Wednesday, 23 October 2013

Excel Box Plot Macro

Introduction

A boxplot is a way of plotting the median of a set of data points alongside the quartile ranges and any outliers. Basically it's a good way of showing the range and distribution of a univariate data set.

The boxplot consists of a line showing the median, a box encompassing the first and third quartiles, and whiskers showing lines at 1.5 times the inter-quartile range above the third and below the first quartile. The inter-quartile range is just the third quartile minus the first quartile.

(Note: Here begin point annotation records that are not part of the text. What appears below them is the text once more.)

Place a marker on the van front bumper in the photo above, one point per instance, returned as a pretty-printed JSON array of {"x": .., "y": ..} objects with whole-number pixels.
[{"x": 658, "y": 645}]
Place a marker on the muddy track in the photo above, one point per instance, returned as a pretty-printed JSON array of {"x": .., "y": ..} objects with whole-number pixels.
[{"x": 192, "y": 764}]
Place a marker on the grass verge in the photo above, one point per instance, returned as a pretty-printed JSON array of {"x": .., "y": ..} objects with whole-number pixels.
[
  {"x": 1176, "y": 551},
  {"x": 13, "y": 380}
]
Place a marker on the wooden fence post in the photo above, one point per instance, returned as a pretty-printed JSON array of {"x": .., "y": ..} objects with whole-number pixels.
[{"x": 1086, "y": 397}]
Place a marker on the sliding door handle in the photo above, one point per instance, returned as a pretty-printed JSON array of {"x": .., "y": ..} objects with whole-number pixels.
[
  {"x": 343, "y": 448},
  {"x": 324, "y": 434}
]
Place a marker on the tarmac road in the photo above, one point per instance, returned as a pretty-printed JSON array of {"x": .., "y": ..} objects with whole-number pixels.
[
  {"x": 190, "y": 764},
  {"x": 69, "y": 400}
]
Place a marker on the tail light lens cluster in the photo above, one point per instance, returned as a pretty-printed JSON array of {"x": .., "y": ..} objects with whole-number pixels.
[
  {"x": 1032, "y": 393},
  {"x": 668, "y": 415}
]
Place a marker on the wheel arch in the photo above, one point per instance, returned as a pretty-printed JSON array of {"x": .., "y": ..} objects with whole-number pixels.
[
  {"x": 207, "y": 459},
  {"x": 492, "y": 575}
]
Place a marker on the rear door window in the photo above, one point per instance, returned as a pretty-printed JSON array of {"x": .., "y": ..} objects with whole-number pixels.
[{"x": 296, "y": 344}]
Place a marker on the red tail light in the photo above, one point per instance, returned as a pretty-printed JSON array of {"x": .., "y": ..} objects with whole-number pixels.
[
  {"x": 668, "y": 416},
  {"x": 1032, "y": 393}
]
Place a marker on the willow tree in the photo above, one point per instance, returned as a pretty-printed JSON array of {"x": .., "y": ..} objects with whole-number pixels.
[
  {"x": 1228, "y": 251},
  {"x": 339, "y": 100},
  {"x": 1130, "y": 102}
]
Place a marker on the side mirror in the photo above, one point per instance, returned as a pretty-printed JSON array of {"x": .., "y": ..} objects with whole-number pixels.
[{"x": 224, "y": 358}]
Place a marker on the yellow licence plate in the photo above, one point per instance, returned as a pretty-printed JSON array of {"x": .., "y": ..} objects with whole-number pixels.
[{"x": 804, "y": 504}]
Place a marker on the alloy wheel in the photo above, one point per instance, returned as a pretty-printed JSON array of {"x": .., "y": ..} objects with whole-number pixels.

The image below is an example of what the macro produces:


It was produced from a random set of data generated from the normal distribution with a mean of 0 and a standard deviation of 1.

The Macro

The macro takes the raw data, a univariate set of points, calculates the quartiles and plots them on an open-high-low-close stock chart. Lines are added for the median and the inter-quartile boundaries. The outliers are added as a XY scatter plot series.

A form is used to get the range holding the data but you can adjust the macro to used any old range. The form also has a box to select whether you want the outliers plotted. Again, you can change the macro for this.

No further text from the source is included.